Q:  What kind of theater excites you?

A:  I'm pretty simple about this: I like a good story that's well told. It's not any one style of theater - I like absurdist plays, naturalism, farce, musicals, whatever - but want a story and characters that I get to see develop, a stuggle for something that gets fleshed out. A play that fully inhabits its own world and rules. I really don't care about theater that's trying to be shocking. I find that to be pretty boring, but I very much want to be surprised. I love a story that seems to be going in one direction, but then turns another way and makes you really sit up and pay attention.

Q:  What advice do you have for playwrights just starting out?

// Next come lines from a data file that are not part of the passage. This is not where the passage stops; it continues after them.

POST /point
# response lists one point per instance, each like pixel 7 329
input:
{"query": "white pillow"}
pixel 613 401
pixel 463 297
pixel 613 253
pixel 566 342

A:  Be stubborn. Unless you are tremendously lucky early on, you will have to provide a lot of your own motivation and affirmation. You will get plays back in the mail. You may not get that fellowship, etc. But be stubborn and keep writing, because it's a big world and you will find people who respond to your work, and it can grow from there.

Q:  Plugs, please:

A:  I would put in a plug for my play SOMEWHERE IN BETWEEN, which is scheduled to open the Last Frontier Theatre Conference in Alaska next month, but I just got an email from the director saying the lead actor has come down with shingles and the lead actress has never had chicken pox, and could be infected by any skin-to-skin contact. It's pretty hard to have a romantic comedy where your leads can't touch, much less kiss. So, I have no idea how we're going to get around that. Ah, the theater!

A new collection of my short plays, CHOOSING SIDES, came out last fall, and the plays in that are getting done. Plus I edited two new collections of monologues books, OUTSTANDING MEN'S and OUTSTANDING WOMEN'S MONOLOGUES, Vol. II, that just got published by DPS this month.